Westpac shares tumble on lower Q1 profit, margins
More news: Shares in Westpac tumbled nearly 6% to $32.70 after the banking major reported a 9% drop in December quarter profit to $1.7 billion and said core net interest margin was down 2 basis points to 1.81%. The lender attributed the decline to a number of one-off notable items in the quarter.
UBS analyst John Storey said the trading update appeared "slightly soft" relative to market expectations, especially on the revenue line.
"Westpac is calling out a provision release in Business Banking in Q4 24 that inflated the base. On this basis, and stripping out hedging, revenue excluding notables is +2%. Overall costs trending better relative to consensus (seasonally lower investment spend) and expected credit losses lower (5bps)," he said in a note.
Westpac posts $1.7b quarterly profit, margins dip
The news: Australia’s second biggest lender Westpac has reported a dip in December quarter profit to $1.7 billion, with cost of living pressures and high interest rates continuing to be a challenge for customers.
The numbers: The lender posted unaudited net profit of $1.7 billion for the three months to December, 9% lower than the quarterly average over the previous 6 months.
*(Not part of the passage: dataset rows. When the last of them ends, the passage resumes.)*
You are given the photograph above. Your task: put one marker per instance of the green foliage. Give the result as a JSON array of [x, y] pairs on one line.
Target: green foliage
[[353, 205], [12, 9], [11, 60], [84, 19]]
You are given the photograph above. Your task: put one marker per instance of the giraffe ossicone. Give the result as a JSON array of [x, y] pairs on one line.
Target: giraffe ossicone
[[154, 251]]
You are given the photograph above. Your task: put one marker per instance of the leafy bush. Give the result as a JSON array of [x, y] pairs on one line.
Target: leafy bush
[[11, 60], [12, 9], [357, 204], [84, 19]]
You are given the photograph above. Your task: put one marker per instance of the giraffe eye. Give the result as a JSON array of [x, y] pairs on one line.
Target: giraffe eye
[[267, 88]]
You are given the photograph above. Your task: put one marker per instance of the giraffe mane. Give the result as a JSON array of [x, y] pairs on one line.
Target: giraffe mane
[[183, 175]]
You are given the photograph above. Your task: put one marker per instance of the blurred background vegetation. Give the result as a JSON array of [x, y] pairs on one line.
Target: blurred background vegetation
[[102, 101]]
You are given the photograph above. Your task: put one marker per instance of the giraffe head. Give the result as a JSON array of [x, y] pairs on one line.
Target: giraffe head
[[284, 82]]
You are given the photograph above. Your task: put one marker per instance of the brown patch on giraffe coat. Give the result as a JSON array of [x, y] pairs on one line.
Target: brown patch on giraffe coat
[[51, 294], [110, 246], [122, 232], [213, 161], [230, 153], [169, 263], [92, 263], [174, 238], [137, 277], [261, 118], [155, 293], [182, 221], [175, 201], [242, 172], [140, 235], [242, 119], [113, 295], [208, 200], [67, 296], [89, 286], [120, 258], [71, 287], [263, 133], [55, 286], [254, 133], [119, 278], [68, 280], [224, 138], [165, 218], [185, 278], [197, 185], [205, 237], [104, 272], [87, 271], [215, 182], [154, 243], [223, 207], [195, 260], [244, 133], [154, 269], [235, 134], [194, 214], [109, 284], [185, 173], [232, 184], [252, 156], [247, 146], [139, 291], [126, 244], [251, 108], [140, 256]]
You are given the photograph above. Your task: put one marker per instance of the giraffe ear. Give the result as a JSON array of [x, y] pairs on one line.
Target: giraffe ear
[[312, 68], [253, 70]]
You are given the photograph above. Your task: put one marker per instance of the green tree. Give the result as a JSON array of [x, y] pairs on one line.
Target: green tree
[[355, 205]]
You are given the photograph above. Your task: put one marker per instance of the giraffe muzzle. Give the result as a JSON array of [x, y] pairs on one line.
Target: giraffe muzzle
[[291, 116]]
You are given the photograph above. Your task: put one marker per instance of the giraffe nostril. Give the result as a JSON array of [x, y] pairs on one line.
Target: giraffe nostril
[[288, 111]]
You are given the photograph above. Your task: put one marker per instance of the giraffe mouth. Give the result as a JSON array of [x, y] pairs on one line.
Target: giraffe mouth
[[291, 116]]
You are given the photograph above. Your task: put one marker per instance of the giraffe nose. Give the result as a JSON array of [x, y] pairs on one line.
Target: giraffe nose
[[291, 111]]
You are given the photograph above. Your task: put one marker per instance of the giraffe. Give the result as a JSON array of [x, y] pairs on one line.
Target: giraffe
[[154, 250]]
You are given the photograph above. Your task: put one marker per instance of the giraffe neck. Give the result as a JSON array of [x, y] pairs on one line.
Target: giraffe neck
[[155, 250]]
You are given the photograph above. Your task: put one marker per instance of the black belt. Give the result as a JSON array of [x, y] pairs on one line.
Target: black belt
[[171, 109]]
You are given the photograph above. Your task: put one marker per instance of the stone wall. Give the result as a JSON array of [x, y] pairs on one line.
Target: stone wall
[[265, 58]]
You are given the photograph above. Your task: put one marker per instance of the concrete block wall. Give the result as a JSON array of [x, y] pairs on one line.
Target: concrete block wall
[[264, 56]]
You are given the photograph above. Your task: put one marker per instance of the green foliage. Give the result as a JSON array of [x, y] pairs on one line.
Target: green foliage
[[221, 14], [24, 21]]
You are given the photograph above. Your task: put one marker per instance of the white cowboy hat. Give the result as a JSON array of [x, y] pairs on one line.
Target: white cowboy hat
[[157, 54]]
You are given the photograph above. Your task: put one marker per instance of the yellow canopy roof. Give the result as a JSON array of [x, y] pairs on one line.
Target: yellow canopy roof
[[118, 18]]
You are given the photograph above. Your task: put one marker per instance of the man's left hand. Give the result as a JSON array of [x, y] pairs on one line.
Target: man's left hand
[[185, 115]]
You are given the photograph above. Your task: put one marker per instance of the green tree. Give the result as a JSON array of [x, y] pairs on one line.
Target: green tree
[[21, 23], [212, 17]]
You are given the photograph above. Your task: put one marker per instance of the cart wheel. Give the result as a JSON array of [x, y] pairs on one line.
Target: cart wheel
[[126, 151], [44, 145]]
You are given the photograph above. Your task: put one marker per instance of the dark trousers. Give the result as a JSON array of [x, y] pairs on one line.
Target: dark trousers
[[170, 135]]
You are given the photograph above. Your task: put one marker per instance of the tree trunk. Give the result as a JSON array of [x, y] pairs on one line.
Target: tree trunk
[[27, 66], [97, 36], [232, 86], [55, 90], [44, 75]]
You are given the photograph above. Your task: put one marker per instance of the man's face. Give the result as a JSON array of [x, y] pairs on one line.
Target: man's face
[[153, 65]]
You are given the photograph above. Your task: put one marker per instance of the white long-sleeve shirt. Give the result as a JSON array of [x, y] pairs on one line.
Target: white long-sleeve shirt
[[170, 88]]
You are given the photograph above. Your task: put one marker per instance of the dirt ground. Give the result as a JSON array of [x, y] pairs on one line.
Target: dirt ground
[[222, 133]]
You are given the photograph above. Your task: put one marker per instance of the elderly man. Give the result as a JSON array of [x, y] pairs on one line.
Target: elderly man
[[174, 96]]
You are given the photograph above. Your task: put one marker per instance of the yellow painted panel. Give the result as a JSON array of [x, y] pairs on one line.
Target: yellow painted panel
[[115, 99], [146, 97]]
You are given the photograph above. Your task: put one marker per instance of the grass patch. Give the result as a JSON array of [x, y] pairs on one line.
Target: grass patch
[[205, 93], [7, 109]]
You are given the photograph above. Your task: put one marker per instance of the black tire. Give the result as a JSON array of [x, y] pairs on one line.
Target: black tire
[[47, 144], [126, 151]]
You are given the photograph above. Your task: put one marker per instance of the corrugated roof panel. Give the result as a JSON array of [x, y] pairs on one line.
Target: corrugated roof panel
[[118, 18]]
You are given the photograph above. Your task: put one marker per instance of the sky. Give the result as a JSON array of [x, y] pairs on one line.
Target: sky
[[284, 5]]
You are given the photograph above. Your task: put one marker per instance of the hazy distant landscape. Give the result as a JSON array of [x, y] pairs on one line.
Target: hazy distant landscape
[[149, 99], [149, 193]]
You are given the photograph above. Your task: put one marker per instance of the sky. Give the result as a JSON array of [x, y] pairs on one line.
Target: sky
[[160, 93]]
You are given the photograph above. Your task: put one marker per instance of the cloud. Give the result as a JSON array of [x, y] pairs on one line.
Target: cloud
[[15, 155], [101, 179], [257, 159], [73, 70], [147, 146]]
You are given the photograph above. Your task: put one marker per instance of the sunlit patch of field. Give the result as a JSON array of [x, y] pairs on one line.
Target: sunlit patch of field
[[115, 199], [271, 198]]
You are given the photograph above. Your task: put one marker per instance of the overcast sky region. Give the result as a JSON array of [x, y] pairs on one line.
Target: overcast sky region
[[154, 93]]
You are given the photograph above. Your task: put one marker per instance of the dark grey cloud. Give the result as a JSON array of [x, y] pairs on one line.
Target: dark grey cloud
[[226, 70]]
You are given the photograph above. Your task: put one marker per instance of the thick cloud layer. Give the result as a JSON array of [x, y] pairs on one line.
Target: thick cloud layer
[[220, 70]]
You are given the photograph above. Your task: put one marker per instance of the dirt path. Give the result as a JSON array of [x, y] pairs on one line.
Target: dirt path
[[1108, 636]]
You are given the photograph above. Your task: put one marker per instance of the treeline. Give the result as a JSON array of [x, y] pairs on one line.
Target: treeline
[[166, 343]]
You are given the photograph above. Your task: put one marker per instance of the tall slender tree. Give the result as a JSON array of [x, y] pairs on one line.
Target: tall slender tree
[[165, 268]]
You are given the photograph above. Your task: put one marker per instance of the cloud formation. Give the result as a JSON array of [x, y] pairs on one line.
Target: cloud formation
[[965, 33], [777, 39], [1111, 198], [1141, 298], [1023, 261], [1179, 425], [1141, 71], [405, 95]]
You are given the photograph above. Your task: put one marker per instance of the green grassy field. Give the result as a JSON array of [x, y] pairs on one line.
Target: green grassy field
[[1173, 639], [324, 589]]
Its core net interest margin was down 2 basis points to 1.81%, while net interest income decreased 6% to $4.5 billion.
The context: Westpac said excluding one-off notable items, its unaudited net profit was up 3% to $1.9 billion. The bank reported loan growth of $13.4 billion, including home loans up 2%, business loan growth of 3% and institutional loan growth of 6%.
What they said: CEO Anthony Miller said cost of living pressures and high interest rates remain challenging for some customers while many businesses face cost pressures and lower demand. “Encouragingly, inflation has eased and we could see the Reserve Bank of Australia reduce the cash rate as early as tomorrow. This should provide some relief to households and, over time, support business activity,” he said.